As Cambodia’s young entrepreneurs seek to harness technology to achieve success, they could benefit from taking a look at local ride-booking service BookMeBus. The Post’s Hor Kimsay sat down with the company’s 28-year-old founder, Chea Langda, to talk about his personal journey and the technology startup sector in the Kingdom.
What was your major at university, and what did you do before running your own business?
I studied Information Technology at Royal University of Phnom Penh and graduated in 2011. I also studied English Literature at the Institute of Foreign Languages, where I graduated in 2013. In fact, I started to earn some money from IT skills when I was in year three by creating websites for businesses, creating point-of-sale systems for retail businesses and designing logos. After graduating in 2011, I worked as a programmer at a Malaysian company. After working there for two years, I changed my job to a Japanese company as IT Project Manager. At that time, I had a salary of nearly $1,000 a month.
What motivated you to start your own business?
After working for a new company for a year, I felt little enthusiasm and it was not challenging. I was bored. I decided to quit and started working on what I loved. I wanted to go on an adventure and start my own business. I had some ideas back then, and I was thinking about creating an IT professional team to be an outsourcing company for IT projects. Another idea that I was interested in was developing a software program to solve taxi-related issues or bus tickets.

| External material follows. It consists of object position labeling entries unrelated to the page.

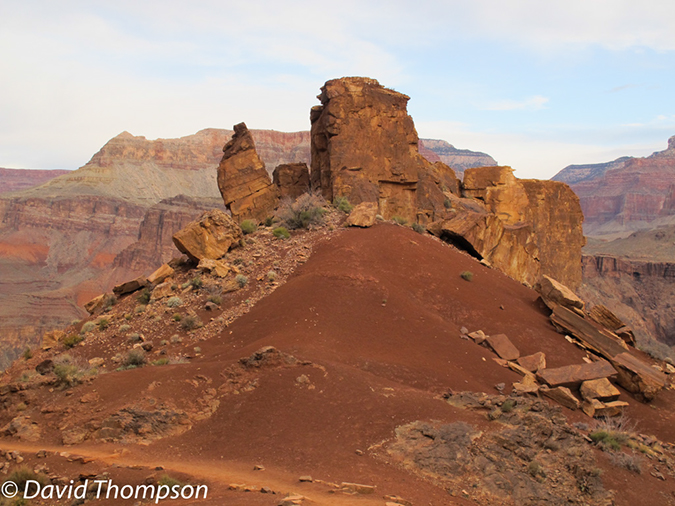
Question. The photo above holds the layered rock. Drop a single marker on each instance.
(292, 179)
(243, 181)
(365, 148)
(627, 194)
(12, 180)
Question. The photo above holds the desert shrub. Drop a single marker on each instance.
(630, 461)
(420, 229)
(248, 226)
(72, 340)
(467, 275)
(174, 302)
(134, 358)
(144, 296)
(281, 233)
(22, 475)
(342, 204)
(88, 327)
(308, 209)
(191, 322)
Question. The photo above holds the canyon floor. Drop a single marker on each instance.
(346, 365)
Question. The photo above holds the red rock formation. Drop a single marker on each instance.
(12, 180)
(242, 180)
(626, 194)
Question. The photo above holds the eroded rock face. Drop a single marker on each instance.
(365, 148)
(292, 179)
(243, 181)
(209, 237)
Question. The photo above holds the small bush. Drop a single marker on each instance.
(88, 327)
(342, 204)
(174, 302)
(420, 229)
(248, 226)
(72, 340)
(134, 358)
(144, 297)
(281, 233)
(191, 322)
(467, 275)
(308, 209)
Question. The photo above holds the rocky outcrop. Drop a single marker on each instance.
(243, 181)
(292, 179)
(211, 236)
(365, 148)
(12, 180)
(626, 194)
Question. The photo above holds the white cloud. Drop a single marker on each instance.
(534, 103)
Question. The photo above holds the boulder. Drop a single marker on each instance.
(211, 236)
(243, 181)
(363, 215)
(562, 396)
(601, 389)
(556, 294)
(130, 286)
(215, 267)
(533, 363)
(291, 179)
(161, 274)
(52, 338)
(574, 375)
(503, 347)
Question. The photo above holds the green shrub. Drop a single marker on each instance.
(191, 322)
(308, 209)
(72, 340)
(88, 327)
(134, 358)
(342, 204)
(467, 275)
(420, 229)
(281, 233)
(248, 226)
(144, 297)
(174, 302)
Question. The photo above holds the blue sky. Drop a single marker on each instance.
(537, 85)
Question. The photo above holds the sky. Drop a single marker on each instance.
(536, 84)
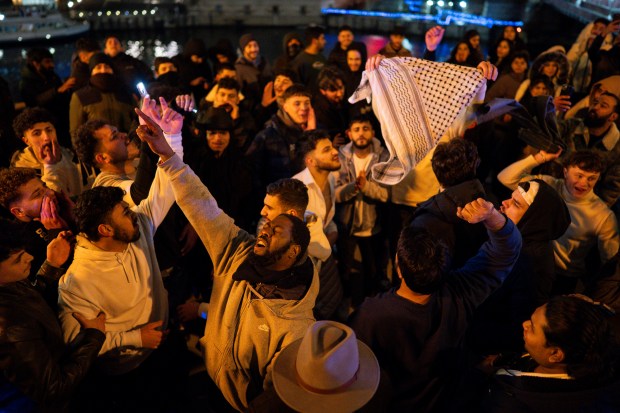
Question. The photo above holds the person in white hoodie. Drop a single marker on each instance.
(115, 271)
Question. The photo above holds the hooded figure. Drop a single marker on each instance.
(554, 55)
(292, 44)
(497, 324)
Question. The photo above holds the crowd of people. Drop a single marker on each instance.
(445, 239)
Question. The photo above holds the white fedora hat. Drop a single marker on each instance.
(328, 370)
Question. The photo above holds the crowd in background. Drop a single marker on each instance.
(215, 204)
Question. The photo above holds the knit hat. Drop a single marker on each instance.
(99, 58)
(328, 370)
(245, 39)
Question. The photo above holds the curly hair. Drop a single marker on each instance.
(292, 193)
(455, 162)
(422, 260)
(580, 328)
(93, 208)
(85, 143)
(11, 179)
(30, 117)
(309, 140)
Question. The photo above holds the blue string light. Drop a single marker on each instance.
(444, 17)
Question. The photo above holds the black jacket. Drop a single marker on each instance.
(33, 356)
(438, 216)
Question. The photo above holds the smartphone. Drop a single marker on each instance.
(141, 89)
(567, 90)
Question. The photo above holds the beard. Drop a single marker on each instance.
(368, 142)
(270, 257)
(592, 121)
(126, 236)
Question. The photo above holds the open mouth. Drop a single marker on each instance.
(262, 241)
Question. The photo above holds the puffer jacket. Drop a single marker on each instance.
(35, 361)
(372, 194)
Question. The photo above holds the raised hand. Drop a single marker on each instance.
(433, 37)
(97, 323)
(482, 211)
(59, 249)
(185, 102)
(488, 70)
(151, 336)
(153, 135)
(190, 236)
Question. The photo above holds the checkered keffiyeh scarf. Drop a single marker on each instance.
(416, 101)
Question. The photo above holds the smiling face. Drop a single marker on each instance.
(324, 157)
(579, 183)
(218, 140)
(16, 267)
(112, 146)
(298, 108)
(273, 248)
(539, 89)
(462, 52)
(354, 60)
(28, 204)
(515, 207)
(40, 138)
(518, 65)
(361, 134)
(272, 207)
(336, 95)
(549, 69)
(345, 38)
(124, 222)
(251, 50)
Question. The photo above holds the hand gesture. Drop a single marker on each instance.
(542, 156)
(190, 236)
(185, 102)
(50, 216)
(481, 211)
(98, 323)
(69, 83)
(50, 154)
(374, 62)
(188, 311)
(151, 133)
(361, 180)
(488, 70)
(151, 336)
(59, 249)
(433, 37)
(562, 103)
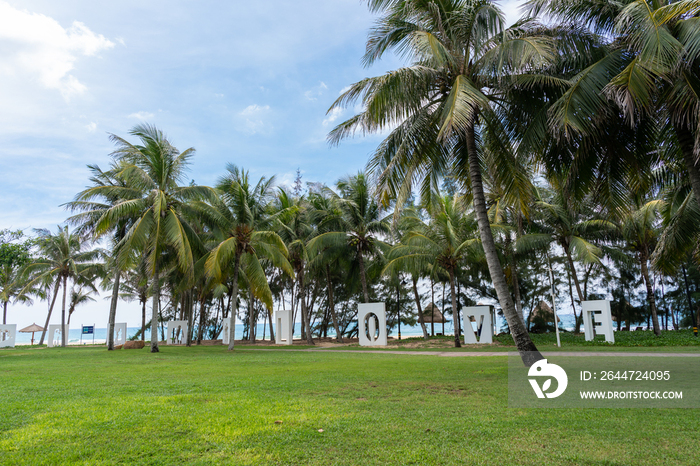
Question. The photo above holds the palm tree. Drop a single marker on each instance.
(157, 207)
(462, 60)
(62, 256)
(80, 294)
(445, 243)
(566, 224)
(650, 71)
(361, 225)
(11, 285)
(107, 190)
(638, 227)
(238, 224)
(295, 227)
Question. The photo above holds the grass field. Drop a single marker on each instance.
(205, 405)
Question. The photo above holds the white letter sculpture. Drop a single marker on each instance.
(597, 320)
(55, 335)
(483, 315)
(371, 324)
(119, 334)
(285, 327)
(226, 331)
(176, 332)
(8, 333)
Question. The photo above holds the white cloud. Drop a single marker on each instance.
(142, 115)
(40, 47)
(252, 121)
(333, 115)
(313, 94)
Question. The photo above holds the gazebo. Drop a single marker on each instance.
(432, 315)
(31, 329)
(544, 311)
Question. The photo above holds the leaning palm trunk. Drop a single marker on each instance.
(528, 350)
(331, 305)
(113, 310)
(420, 308)
(650, 293)
(48, 317)
(454, 308)
(64, 337)
(363, 276)
(156, 309)
(143, 320)
(234, 308)
(305, 314)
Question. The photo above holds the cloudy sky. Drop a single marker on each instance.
(242, 82)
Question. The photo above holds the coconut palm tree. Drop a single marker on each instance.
(107, 190)
(361, 224)
(651, 70)
(238, 223)
(446, 242)
(639, 228)
(62, 256)
(294, 223)
(562, 222)
(158, 207)
(462, 58)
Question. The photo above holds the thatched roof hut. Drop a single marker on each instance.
(431, 313)
(544, 311)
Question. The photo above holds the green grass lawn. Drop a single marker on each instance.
(205, 405)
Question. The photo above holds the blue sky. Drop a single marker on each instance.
(242, 82)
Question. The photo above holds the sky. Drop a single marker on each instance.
(247, 83)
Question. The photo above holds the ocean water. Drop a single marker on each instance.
(100, 336)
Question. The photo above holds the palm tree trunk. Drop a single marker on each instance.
(574, 275)
(528, 350)
(234, 299)
(302, 299)
(143, 320)
(420, 308)
(331, 305)
(64, 337)
(113, 309)
(363, 276)
(432, 307)
(454, 306)
(252, 321)
(650, 293)
(48, 317)
(156, 309)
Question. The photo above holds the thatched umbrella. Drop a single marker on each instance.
(544, 311)
(31, 329)
(433, 314)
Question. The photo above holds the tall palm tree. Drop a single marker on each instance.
(295, 227)
(62, 256)
(651, 70)
(445, 243)
(238, 221)
(559, 221)
(462, 57)
(157, 207)
(107, 190)
(361, 225)
(639, 229)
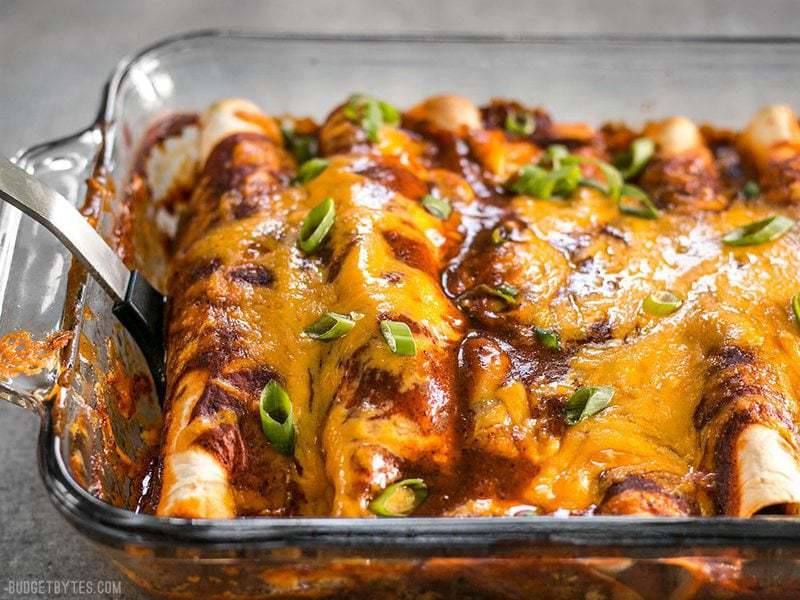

When I worked at my old job, I had to go to many provinces and had a hard time buying bus tickets. If I wanted to ride a taxi, it was a mess, and they had to chase people on the street to get passengers. So, I decided to create bookmebus.com, a place where travellers can book bus tickets online.
How much did it cost you to start a new business, and how did it work at first?
We set up the company in 2015 with initial capital of $20,000 and four shareholders. In the beginning, we had only a few employees, while three other shareholders worked part-time because they had full-time jobs. Within three days, we got the first customer who booked a bus ticket through our website. In the fourth month, we earned enough money to cover our costs. At that time, all the shareholders came to support us full-time. In the first few months, we received about 10 transactions per day, and now we have about 300 transactions per day. We currently have 17 staff.
How does your company earn money?
We receive a commission fee from bus companies when a passenger buys a bus ticket through our platform. Additionally, we also provide consulting services for bus companies, helping them with marketing strategies on social media to reach out to more customers. We are in the process of expanding operations. When we receive income, we use that money to expand and invest in ourselves, such as strengthening our technology infrastructure.
What were the challenges of launching the company at first?
We had a hard time meeting with owners of bus companies to explain to them and get them to cooperate with us. They did not understand the benefits of collaborating with us. Some of them looked down on the value of technology programs created by local companies like us.
So we needed to try to find out their problems, and then find solutions to those problems using the technology we created. We had to try to explain to them and try hard to get them to spend time with us. Gradually, some of them understood the benefits of our service.
What services are available now and what are your expansion plans?
We reserve bus tickets as a basic service. Currently, travellers can buy local bus tickets, as well as tickets from Phnom Penh to Ho Chi Minh, Bangkok and Laos. We have basic services such as boat tickets to Koh Rong, as well as private taxi services. Soon we will offer tickets for a shared taxi service, as well as a pickup service that will take guests from hotels to car terminals, or from car terminals to hotels.
How do you foresee the evolution of Cambodia’s startup sector, especially in the technology sector?
We have seen a lot of new innovators in services, such as online shopping and food delivery services. But we have yet to see a prominent success. Laws regarding e-commerce in Cambodia are not yet available, which is a challenge in attracting foreign investors to come to Cambodia. However, we see the creation of co-working spaces, which support the innovation business. We are encouraged by government institutions through the creation of ICT Award Competition. And some telecommunication companies, like Smart, have created a fundraising program to partner with potentially innovative businesses. I think new businesses will grow, and there are many potential companies for future growth.
This interview has been edited for length and clarity.